Soon’s counter example is the proxy-model comparison of Jiang et al (2012) which shows a large mismatch for winter temperatures with climate models suggesting it was cooler and palaeoecological evidence suggesting is was 5-8 °C warmer.
Soon assumes that this discrepancy means that the models must be wrong. He does not consider the alternative hypothesis that the palaeoecological evidence might be wrong. I have previously argued that the palaeoecological evidence for large winter warming in China is not robust and the model result is not unreasonable given the orbital and greenhouse gas forcing.
The use of the mid-Holocene pollen-based reconstruction from Bartlein et al (2011) by the IPCC is discussed next [9:32], and dismissed as bogus because there are “no data in China” (actually there is at least one site). This analysis is of the northern extratropics, China is not so large that the relative lack of data from there will hugely bias the results.

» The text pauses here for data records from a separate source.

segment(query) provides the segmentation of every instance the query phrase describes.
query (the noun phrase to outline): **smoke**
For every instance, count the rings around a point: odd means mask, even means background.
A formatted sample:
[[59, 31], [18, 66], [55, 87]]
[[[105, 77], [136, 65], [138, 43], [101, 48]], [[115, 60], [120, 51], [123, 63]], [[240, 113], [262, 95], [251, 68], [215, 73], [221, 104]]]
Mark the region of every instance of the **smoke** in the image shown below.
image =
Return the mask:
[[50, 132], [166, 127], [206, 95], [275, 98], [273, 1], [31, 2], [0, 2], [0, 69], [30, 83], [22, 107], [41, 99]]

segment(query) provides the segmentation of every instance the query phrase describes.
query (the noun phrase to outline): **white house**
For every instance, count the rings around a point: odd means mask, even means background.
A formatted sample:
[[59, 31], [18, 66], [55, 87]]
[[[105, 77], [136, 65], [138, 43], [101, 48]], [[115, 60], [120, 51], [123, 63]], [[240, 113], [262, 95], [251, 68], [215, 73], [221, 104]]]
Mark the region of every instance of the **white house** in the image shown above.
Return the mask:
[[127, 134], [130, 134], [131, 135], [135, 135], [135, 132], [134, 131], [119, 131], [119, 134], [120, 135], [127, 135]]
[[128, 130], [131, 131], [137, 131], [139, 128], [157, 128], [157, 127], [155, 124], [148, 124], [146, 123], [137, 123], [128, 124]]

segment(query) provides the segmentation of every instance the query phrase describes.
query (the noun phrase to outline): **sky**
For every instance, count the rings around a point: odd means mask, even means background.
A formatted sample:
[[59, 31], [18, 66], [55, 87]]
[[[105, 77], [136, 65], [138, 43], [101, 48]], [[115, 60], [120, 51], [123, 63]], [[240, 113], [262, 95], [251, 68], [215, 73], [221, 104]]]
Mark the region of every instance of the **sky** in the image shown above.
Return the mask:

Soon now returns to his main research focus of astronomy and leaves my area of understanding.
At [10:15] he declares that he is “very bothered” by a statement in IPCC WG1 AR5 22.214.171.124.
Concerning the uncertainty range, in AR4 the upper limit corresponded to the reconstruction of Lean (2000), based on the reduced brightness of non-cycling Sun-like stars assumed typical of a Maunder minimum (MM) state. The use of such stellar analogues was based on the work of Baliunas and Jastrow (1990), but more recent surveys have not reproduced their results and suggest that the selection of the original set was flawed (Hall and Lockwood, 2004; Wright, 2004); the lower limit from 1750 to present in AR4 was due to the assumed increase in the amplitude of the 11-year cycle only.
Soon, who has piled on the crowd-pleasing invective throughout his presentation (the IPCC is “gangster science”, “misrepresenting results”, “misleading everybody” “anti-scientific”, and includes “bogus results” and “pseudo-scientific claims”) now gets upset that the IPCC “suggests” that Baliunas and Jastrow’s work was “flawed”. “Very strong words”, he moans, a “matter of really amazing injustice”, before labelling the IPCC statement as “pseudo-scientific”.
I didn’t understand much of the argument that followed. As this was supposed to be a talk to a non-scientific audience, you can be fairly certain that few, if any, of the audience understood it either. Soon is really not a good science communicator. Perhaps he doesn’t aim to be.
Soon had apparently run out of science to mangle at [14.26] so played a clip of Larry the Cable Guy making lame jokes about climate change for the last 90 seconds of his presentation.